The European Investment Bank (EIB) will stop backing new fossil-fuel power projects by the end of 2021, in a move by the EU Bank that analysts said raises questions over gas’s role in the energy transition.

The EIB announced the move against unabated fossil projects, including gas, as part of a revised lending policy that it said will help unlock €1trn ($1.1trn) of climate action and environmental sustainable investment in the decade to 2030, to aid the EU as it seeks to hit a renewable energy target of a 32% share by then.

The policy includes a new emissions performance criteria of 250g of CO2 per kWh, down from the current 550g/kWh, a barrier to current gas-fired technologies.

Nicholas Browne, research director at Wood Mackenzie, said the move means that “gas is also increasingly in the spotlight of the climate debate”.

Browne said: "The EIB's new financing criteria will make lending to gas projects very difficult”, adding that gas’s better emissions profile in relation to coal may not now be enough to make its case.

“The benchmark looks like it will be set higher. Gas and LNG may be better but are they good enough?” said Browne.

With increased scrutiny on gas’s credentials, Browne said there is a chance that “the popular and political tide turns on natural gas like it already has on coal in most countries.

“If this does occur, it may slow the rate of growth of gas and LNG demand.

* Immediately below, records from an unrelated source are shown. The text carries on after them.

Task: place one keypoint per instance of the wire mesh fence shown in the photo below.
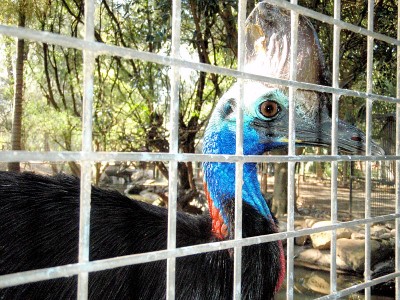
(368, 199)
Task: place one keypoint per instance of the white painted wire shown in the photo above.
(294, 21)
(86, 170)
(334, 147)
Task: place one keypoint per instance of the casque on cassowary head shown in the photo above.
(266, 118)
(268, 53)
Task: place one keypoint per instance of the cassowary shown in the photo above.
(40, 216)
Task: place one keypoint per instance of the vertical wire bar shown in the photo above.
(294, 21)
(368, 132)
(173, 148)
(86, 171)
(334, 147)
(397, 223)
(237, 257)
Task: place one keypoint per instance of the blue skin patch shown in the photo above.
(220, 177)
(220, 138)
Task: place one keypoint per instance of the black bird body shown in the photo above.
(44, 233)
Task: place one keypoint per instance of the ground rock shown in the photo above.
(322, 240)
(352, 253)
(318, 259)
(378, 230)
(309, 222)
(385, 236)
(301, 240)
(357, 236)
(317, 283)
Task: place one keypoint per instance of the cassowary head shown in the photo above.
(265, 112)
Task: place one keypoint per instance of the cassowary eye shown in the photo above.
(269, 109)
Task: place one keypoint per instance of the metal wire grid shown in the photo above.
(91, 49)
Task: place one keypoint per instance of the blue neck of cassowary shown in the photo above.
(219, 177)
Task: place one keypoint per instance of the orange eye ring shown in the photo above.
(269, 109)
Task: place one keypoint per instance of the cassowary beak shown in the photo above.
(314, 128)
(349, 138)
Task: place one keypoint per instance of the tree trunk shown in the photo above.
(16, 131)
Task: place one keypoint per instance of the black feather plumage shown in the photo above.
(39, 229)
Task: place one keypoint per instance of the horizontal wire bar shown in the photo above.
(330, 20)
(111, 263)
(103, 49)
(53, 156)
(361, 286)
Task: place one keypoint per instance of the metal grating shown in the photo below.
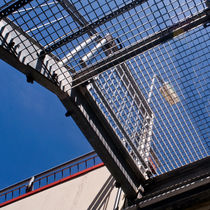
(173, 135)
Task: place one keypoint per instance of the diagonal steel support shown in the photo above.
(13, 7)
(78, 103)
(141, 46)
(92, 26)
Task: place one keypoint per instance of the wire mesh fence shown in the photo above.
(159, 108)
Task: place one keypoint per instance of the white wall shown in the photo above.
(94, 190)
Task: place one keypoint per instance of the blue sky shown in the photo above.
(35, 135)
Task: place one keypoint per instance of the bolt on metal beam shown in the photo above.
(92, 26)
(141, 46)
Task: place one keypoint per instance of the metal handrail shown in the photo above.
(50, 176)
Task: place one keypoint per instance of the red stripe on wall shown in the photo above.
(52, 184)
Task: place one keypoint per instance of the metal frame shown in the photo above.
(89, 119)
(12, 8)
(92, 26)
(124, 54)
(77, 99)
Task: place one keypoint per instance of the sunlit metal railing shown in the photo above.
(51, 176)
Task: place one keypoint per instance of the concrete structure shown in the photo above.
(93, 190)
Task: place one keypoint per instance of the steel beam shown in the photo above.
(77, 17)
(13, 7)
(78, 103)
(126, 53)
(92, 26)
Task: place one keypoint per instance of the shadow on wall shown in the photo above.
(101, 200)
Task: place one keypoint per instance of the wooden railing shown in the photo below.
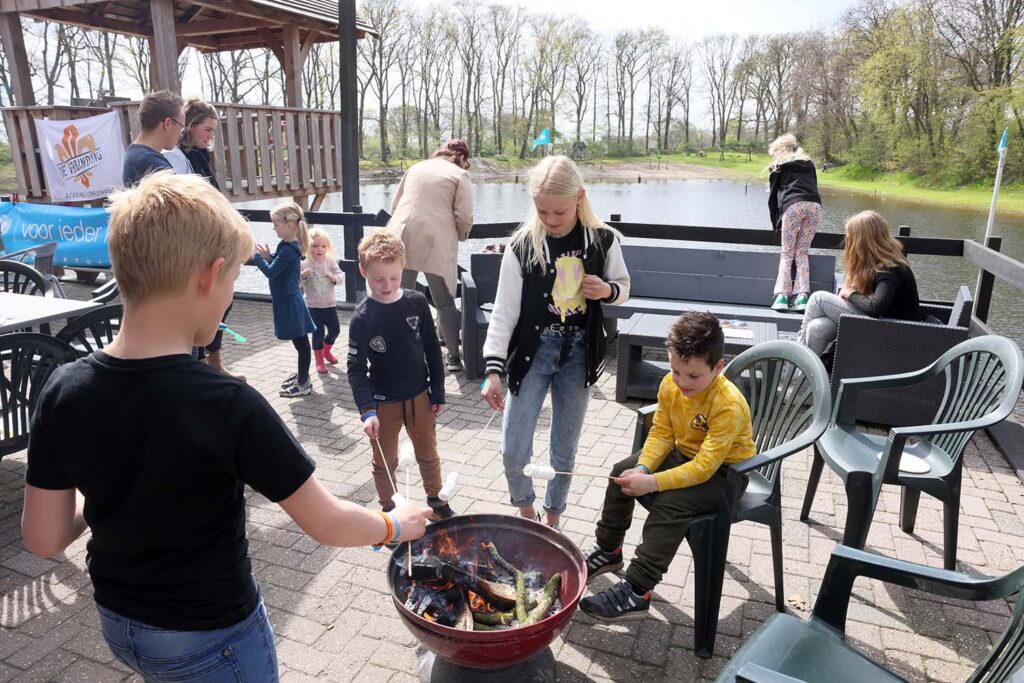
(261, 152)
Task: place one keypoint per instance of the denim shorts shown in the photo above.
(244, 652)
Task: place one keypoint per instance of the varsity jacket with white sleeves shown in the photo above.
(522, 297)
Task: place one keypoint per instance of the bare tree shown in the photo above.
(717, 54)
(506, 26)
(382, 55)
(584, 62)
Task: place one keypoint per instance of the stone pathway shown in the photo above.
(334, 620)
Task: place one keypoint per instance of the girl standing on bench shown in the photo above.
(795, 207)
(547, 329)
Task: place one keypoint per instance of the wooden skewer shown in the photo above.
(394, 486)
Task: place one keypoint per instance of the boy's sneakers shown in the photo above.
(296, 389)
(619, 603)
(441, 510)
(781, 302)
(601, 561)
(453, 363)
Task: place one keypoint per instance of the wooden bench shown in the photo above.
(731, 284)
(665, 279)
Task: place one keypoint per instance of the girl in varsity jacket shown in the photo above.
(547, 329)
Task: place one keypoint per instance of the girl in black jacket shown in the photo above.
(795, 207)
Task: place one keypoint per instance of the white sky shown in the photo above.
(693, 18)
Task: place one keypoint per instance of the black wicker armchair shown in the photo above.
(869, 347)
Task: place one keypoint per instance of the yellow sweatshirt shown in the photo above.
(712, 428)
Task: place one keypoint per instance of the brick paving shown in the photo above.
(333, 617)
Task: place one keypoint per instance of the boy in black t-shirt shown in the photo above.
(395, 371)
(152, 450)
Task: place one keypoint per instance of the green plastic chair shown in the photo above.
(983, 379)
(785, 648)
(787, 390)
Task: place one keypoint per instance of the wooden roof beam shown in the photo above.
(87, 20)
(246, 9)
(225, 26)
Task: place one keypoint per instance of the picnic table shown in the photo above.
(18, 311)
(639, 379)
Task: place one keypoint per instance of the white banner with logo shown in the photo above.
(81, 158)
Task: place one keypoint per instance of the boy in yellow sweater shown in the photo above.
(702, 422)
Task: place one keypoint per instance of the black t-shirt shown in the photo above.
(139, 161)
(393, 352)
(566, 305)
(161, 449)
(894, 295)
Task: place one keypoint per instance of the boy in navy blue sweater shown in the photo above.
(395, 370)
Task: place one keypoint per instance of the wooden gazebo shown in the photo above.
(262, 151)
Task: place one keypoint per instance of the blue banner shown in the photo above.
(80, 233)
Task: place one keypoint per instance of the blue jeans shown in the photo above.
(241, 653)
(560, 364)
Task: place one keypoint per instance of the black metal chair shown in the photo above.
(92, 331)
(16, 278)
(29, 359)
(786, 388)
(790, 649)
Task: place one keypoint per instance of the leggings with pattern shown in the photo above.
(800, 222)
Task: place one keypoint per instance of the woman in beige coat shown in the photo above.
(432, 212)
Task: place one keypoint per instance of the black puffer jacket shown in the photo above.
(791, 182)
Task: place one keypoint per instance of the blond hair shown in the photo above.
(381, 246)
(868, 249)
(166, 228)
(321, 233)
(557, 176)
(783, 150)
(290, 212)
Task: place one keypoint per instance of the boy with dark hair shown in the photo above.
(161, 478)
(702, 422)
(395, 371)
(161, 118)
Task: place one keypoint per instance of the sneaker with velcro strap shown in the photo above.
(619, 603)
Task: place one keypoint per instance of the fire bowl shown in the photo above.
(527, 545)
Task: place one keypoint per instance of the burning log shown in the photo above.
(495, 619)
(434, 568)
(544, 604)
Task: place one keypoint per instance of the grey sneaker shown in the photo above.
(297, 389)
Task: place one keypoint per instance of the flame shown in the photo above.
(478, 603)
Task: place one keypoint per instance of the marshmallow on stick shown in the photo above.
(547, 472)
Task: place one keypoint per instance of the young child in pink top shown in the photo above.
(320, 276)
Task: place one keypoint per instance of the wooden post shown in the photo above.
(12, 40)
(293, 66)
(349, 113)
(983, 292)
(165, 47)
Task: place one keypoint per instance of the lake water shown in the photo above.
(733, 204)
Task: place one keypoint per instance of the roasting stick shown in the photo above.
(408, 455)
(452, 480)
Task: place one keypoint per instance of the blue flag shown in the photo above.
(543, 138)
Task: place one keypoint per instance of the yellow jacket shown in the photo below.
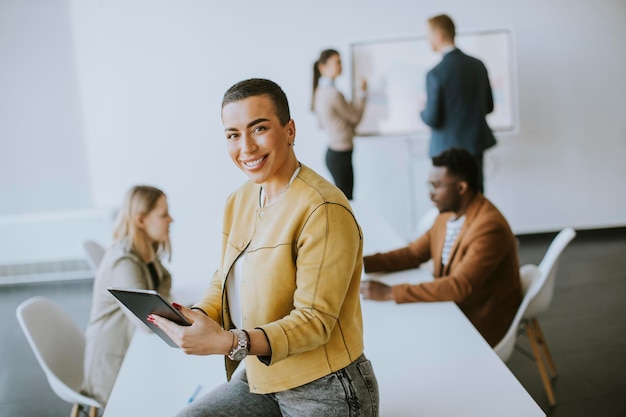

In turn, this would be a major strategic challenge for companies that have identified gas as the key driver of future growth.”

The popular tide could turn on natural gas like it already has on coal.

The EIB’s move – which enters force a year later than originally planned, and which it described as a “compromise” after “long discussion” – comes soon after the EU’s incoming energy commissioner was criticised for talking-up the role of gas in the energy transition.

A previous EIB financial review of energy lending in 2013 had already effectively ended financing for coal and lignite power generation through the adoption of a strict emissions performance standard.

The EIB said gas projects would still be possible, but would only be considered if based on what the bank describes as “new technologies”, such as mixing renewable gases with natural gas, carbon capture and storage, or combining heat and power generation.

The EIB’s new energy lending policy will be governed through five principles, including enabling energy decarbonisation through increased support for low or zero carbon technology, aiming to meet a 32% renewable energy share throughout the EU by 2030.

The bank will also increase financing for decentralised energy production, innovative energy storage and e-mobility. It will also aim to ensure grid investment, essential for intermittent energy sources like wind and solar as well as strengthening cross-border interconnections.

Colin Roche, fossil free campaigner at Friends of the Earth (FoE) Europe, called the decision “a significant victory for the climate movement. Finally, the world’s largest public bank has bowed to public pressure and recognised that funding for all fossil fuels must end – and now all other banks, public and private must follow their lead.

“But 2021 is still too late if we are to avoid the worst effects of climate breakdown.”

Kate Cahoon, Germany campaigner at pressure group, claimed loopholes for fossil gas remain with any project added to the EU’s ‘Projects of Common Interest’ (PCI) list before 2022 still eligible for EIB funding. She warned that at present there are more than 50 fossil gas projects included.